Devenir l’instance d’attribution des noms de domaine – En février 2012, l’association Point BZH a modifié ses statuts pour devenir, à terme, la structure d’exploitation des noms de domaines. « C’est une continuité logique du projet, poursuit D. Lesvenan. Le .bzh porte sur un marché de niche et peut devenir rapidement rentable. Comme en Catalogne, les bénéfices dégagés seront ré-investis dans la communauté, permettront de baisser les tarifs et de valoriser des projets autour de la langue et de la culture ».

L’association, tout comme les collectivités qui la soutiennent financièrement, espèrent des effets positifs pour leur territoire dans plusieurs domaines :

  • visibilité sur la toile ;
  • complémentarité avec les politiques de marque territoriale ;
  • développement de nouveaux usages auprès des particuliers et des entreprises ;
  • rendre accessible aux acteurs économiques régionaux des noms de domaines stratégiques en .bzh (comme tourisme.bzh ou credit.bzh).

Difficiles projections économiques – Bien qu’on recense actuellement 14 000 noms de domaines faisant explicitement référence à la Bretagne, l’association .bzh convient qu’il est difficile de chiffrer les retombées économiques d’une nouvelle extension. « Les arguments économiques sont d’abord de portée générale (image de marque, notoriété) et collective plus que sur des perspectives démontrables d’effets levier et de retour économique liés au projet », annonçait, en 2008, une étude du conseil régional. C’est pourquoi l’association .bzh se fie aux approches qualitatives observées en Europe. La même étude relève que « .cym [Pays de Galles] répond aux besoins stratégiques d’un certain nombre de secteurs industriels spécialisés pour lesquels .co.uk ou .com sont considérés comme trop génériques et ne répondent pas à tous les arguments de vente de leurs produits. Cela concerne en particulier le tourisme, les TIC, l’agroalimentaire, les industries culturelles et les médias ».

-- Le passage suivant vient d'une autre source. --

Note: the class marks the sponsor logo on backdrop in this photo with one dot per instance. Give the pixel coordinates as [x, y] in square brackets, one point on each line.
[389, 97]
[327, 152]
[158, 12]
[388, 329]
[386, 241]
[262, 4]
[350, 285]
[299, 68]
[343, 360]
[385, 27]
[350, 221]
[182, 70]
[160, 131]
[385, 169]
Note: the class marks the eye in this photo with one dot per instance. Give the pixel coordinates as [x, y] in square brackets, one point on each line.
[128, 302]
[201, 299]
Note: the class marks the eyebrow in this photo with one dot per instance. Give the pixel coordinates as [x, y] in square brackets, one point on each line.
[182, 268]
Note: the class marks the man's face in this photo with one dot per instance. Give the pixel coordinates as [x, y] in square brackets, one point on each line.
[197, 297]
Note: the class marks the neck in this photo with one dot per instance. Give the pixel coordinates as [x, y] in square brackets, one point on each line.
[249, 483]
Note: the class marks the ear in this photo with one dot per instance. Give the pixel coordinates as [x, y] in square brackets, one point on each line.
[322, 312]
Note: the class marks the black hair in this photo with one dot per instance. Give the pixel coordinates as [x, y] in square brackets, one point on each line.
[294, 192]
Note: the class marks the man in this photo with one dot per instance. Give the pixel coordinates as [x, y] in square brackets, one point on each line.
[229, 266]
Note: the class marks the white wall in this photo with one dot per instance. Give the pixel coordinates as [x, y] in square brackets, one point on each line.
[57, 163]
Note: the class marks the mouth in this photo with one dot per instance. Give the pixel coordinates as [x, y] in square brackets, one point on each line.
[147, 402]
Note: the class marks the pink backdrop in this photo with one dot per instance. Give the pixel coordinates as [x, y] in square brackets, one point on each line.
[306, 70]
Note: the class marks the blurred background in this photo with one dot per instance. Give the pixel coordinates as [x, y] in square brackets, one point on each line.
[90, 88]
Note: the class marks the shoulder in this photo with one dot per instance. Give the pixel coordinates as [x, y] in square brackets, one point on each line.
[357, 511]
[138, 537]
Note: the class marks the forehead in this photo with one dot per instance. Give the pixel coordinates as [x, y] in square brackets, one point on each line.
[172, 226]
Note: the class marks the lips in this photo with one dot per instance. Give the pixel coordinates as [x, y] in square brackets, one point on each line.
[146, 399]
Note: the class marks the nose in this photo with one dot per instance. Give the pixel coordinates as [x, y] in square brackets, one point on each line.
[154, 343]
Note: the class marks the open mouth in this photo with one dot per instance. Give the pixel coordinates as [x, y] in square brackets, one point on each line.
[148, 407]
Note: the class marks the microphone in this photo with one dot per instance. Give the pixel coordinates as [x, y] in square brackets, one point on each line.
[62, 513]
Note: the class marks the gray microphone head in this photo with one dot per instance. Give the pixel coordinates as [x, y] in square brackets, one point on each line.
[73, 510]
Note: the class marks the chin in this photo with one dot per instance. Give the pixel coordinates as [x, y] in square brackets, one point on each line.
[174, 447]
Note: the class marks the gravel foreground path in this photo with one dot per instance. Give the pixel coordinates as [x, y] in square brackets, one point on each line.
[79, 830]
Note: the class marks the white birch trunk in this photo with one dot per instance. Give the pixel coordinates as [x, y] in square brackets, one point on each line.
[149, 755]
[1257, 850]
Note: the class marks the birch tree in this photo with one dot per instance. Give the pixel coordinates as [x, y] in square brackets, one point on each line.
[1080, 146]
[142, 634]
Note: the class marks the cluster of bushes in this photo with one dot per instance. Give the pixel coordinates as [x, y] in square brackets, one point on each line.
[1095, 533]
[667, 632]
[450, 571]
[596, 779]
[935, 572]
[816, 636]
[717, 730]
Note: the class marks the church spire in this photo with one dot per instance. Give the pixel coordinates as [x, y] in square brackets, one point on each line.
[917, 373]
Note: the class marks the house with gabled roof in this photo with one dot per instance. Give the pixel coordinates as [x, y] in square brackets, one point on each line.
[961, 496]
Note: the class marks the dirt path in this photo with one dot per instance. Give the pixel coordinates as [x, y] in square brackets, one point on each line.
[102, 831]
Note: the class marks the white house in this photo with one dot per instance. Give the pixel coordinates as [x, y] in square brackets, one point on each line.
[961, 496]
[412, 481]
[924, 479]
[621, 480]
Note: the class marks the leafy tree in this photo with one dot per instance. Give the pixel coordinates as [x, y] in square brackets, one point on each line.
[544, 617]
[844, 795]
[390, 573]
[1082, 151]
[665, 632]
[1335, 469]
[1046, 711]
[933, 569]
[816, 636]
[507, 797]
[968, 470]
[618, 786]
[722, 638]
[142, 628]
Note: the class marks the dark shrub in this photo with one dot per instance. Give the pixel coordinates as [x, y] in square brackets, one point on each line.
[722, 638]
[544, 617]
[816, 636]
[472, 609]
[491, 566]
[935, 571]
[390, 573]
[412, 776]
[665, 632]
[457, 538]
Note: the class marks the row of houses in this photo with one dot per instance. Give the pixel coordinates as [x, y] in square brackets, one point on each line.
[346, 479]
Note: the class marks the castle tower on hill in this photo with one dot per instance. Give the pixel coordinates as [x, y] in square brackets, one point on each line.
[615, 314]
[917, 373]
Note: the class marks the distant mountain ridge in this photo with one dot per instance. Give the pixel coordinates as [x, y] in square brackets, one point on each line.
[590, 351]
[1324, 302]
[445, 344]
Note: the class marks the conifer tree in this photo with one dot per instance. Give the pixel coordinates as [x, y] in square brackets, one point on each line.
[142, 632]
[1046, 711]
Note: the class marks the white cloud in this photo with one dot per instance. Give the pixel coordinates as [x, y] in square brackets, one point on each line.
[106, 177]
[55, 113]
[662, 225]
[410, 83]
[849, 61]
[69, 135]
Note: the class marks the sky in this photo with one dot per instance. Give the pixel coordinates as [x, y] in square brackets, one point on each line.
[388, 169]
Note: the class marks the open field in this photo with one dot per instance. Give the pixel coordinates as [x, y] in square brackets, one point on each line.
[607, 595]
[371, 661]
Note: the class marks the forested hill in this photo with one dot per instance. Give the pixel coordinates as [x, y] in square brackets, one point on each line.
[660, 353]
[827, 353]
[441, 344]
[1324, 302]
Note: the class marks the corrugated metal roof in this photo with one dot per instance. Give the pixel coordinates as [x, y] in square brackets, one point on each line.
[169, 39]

Du côté de la Catalogne, où le .cat fonctionne depuis le 13 février 2006, la fondation Punt cat misait sur 10 000 attributions à ses débuts et en a attribué presque 54 000 à ce jour. « Beaucoup d’entreprises étrangères sont intéressées par notre extension .cat car elle leur permet de se rapprocher de leurs clients, précise Irene Cabrera, chargée de communication à la fondation Punt cat. En marketing, on parle de segmentation de marché. »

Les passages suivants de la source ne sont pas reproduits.